29-30 Haziran 2022 tarihlerinde Madrid'de NATO üyesi ülkelerin Devlet ve Hükümet Başkanları bu yıl üçüncü kez bir araya geldi.
Gündem yoğundu, Ukrayna krizi ve NATO'nun mevcut sınamalar karşısında önümüzdeki yıllarda izleyeceği seyri belirleyen Stratejik Konsept'in kabulü gündemde öne çıkan başlıklardı.

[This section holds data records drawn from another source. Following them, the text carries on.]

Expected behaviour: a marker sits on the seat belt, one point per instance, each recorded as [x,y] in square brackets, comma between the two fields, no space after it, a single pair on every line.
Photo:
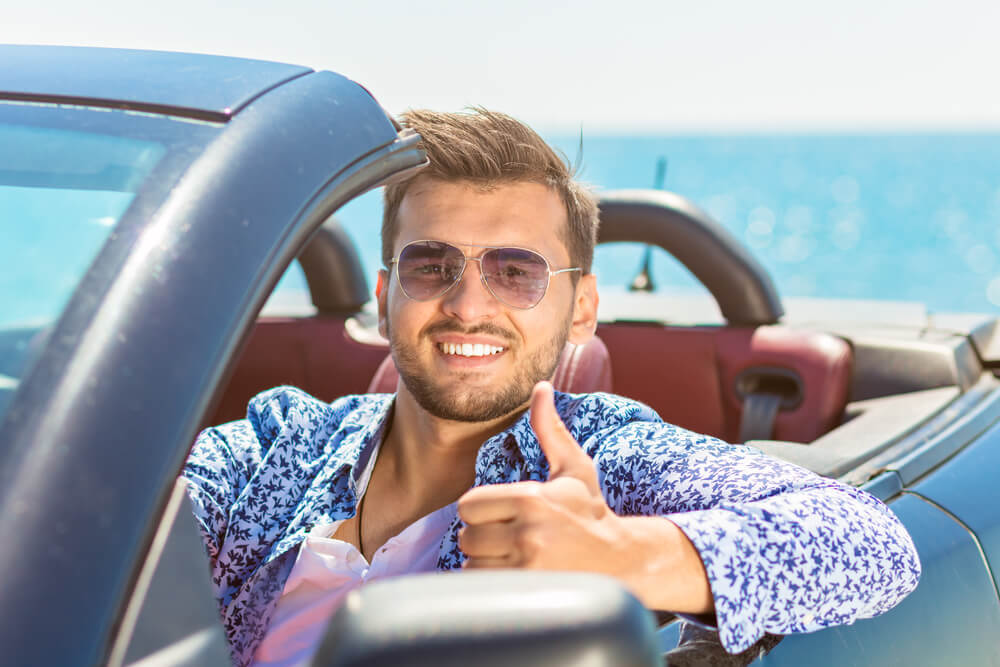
[760,409]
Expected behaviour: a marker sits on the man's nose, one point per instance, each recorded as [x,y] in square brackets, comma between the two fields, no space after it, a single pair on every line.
[469,299]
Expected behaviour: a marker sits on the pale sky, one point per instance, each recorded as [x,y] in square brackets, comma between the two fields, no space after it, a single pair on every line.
[601,65]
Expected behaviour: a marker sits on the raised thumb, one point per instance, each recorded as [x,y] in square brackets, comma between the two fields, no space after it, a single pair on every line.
[566,457]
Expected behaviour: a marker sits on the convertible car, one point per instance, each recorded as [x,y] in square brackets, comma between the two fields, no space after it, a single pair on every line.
[150,204]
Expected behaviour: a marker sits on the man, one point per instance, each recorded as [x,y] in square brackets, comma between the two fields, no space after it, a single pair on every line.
[487,256]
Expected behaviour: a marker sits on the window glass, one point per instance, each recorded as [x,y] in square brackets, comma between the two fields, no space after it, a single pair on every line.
[61,194]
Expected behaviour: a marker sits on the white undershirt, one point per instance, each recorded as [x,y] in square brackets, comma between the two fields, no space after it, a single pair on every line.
[326,570]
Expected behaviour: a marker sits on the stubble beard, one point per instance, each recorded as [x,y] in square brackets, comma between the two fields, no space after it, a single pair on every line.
[449,400]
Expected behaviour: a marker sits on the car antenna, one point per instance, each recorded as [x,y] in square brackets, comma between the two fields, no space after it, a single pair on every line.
[643,281]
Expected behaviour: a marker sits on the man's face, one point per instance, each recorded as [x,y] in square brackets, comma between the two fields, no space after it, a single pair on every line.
[483,386]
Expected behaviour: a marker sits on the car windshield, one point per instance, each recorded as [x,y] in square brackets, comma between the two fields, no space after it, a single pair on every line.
[67,178]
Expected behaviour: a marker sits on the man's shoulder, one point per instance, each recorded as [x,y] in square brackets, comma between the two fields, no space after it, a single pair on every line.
[288,414]
[287,406]
[600,408]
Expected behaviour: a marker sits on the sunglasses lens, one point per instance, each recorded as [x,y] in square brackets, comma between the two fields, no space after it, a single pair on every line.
[517,277]
[428,268]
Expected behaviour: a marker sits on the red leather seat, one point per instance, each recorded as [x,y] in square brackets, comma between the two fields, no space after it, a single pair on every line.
[582,368]
[689,375]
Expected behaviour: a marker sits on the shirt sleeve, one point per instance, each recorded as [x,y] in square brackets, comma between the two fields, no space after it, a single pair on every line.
[224,458]
[785,550]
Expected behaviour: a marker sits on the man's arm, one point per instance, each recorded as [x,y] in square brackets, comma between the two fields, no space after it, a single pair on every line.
[780,549]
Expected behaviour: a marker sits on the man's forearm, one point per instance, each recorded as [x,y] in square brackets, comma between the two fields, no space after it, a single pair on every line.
[663,568]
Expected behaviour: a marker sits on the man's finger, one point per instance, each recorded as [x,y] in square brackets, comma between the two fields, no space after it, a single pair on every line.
[488,540]
[565,456]
[495,502]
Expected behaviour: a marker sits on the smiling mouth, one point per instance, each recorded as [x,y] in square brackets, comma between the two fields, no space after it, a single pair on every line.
[469,349]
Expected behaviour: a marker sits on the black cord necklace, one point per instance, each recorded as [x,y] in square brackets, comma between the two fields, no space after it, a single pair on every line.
[361,505]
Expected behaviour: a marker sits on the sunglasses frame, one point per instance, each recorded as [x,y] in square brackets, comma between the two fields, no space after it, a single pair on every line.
[482,275]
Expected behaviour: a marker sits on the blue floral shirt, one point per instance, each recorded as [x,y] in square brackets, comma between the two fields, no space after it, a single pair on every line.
[785,550]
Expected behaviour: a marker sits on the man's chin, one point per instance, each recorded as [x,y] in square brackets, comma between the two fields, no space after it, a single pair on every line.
[467,406]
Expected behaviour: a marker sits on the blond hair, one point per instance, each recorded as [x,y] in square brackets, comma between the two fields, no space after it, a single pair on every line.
[488,149]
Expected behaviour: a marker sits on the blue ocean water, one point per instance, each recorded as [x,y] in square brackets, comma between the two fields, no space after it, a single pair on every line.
[880,216]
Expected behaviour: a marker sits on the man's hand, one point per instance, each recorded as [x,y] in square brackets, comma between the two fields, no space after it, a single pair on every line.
[565,524]
[561,524]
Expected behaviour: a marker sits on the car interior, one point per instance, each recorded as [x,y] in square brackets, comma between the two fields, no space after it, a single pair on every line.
[826,399]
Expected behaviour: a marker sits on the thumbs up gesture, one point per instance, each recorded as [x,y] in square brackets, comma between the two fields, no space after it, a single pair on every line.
[561,524]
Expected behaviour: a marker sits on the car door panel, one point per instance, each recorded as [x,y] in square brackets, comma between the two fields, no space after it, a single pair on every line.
[951,618]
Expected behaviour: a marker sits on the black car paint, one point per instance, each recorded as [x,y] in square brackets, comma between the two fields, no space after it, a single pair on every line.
[100,426]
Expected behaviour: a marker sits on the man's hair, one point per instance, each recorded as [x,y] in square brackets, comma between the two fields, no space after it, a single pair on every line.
[488,149]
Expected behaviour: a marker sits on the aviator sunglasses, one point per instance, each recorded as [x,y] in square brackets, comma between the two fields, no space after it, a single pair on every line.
[517,277]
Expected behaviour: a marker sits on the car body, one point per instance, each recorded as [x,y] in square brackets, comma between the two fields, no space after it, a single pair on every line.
[228,170]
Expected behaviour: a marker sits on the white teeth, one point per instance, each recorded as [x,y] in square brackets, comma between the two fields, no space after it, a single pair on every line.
[470,349]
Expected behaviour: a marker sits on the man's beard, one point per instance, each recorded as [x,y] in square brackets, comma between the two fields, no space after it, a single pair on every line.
[481,404]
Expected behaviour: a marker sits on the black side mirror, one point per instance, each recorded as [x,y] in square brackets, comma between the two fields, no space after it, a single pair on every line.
[492,618]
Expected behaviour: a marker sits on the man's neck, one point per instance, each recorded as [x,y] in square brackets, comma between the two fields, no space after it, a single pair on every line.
[434,459]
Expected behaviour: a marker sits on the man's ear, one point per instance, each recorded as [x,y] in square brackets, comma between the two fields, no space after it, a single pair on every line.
[382,297]
[584,310]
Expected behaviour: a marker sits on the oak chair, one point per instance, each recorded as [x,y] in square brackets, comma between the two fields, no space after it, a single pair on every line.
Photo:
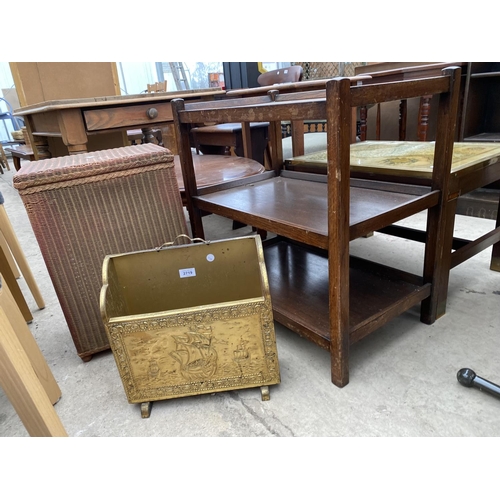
[318,290]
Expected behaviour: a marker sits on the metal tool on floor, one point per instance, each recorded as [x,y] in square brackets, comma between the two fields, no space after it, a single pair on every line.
[468,378]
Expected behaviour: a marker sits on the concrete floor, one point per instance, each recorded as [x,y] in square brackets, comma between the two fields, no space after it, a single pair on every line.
[402,377]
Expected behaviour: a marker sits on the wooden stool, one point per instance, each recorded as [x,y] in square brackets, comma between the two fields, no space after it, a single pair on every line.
[218,139]
[24,374]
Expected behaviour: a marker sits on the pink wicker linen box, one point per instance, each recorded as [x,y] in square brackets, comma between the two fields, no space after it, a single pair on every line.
[86,206]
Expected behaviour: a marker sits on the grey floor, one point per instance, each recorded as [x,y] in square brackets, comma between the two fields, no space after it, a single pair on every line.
[402,377]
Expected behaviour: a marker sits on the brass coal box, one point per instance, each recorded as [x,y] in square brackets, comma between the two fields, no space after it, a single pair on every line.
[190,319]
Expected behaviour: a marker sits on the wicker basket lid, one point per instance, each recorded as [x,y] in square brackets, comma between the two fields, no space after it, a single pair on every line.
[92,165]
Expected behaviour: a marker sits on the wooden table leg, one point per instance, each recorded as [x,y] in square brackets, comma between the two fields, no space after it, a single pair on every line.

Bununla birlikte, daha bir yıl öncesine kadar Avrupalı bazı siyasiler tarafından "beyin ölümü" gerçekleştiği iddia edilen NATO'nun Ukrayna kriziyle birlikte öneminin yeniden ortaya çıkması ve Rusya'dan gelen ciddi tehdit algısı nedeniyle İkinci Dünya Savaşı'ndan bu yana tarafsız kalan Finlandiya ve İsveç'in NATO'ya katılmaları yönünde gösterdikleri irade bu Zirve'yi başlı başına önemli kılıyordu.
Finlandiya ve İsveç neredeyse eş zamanlı olarak NATO'ya katılmaya karar vermiş, NATO müttefiki ülkeler ise kararı memnuniyetle karşılamış ve desteklemişti.
NATO'nun açık kapı politikasını destekleyen Türkiye'den konuya ilişkin olarak ilk açıklama ise Mayıs ortasında Cumhurbaşkanı Erdoğan'dan geldi.
Cumhurbaşkanı Erdoğan [Finlandiya ve İsveç'in üyelikleri konusunda] "…olumlu bir düşünce içerisinde değiliz. Teröristleri teslim etmeyeceklerine dair mesajları var. Bu iki ülkenin NATO'ya girmelerine 'Evet' demeyiz" şeklinde konuştu.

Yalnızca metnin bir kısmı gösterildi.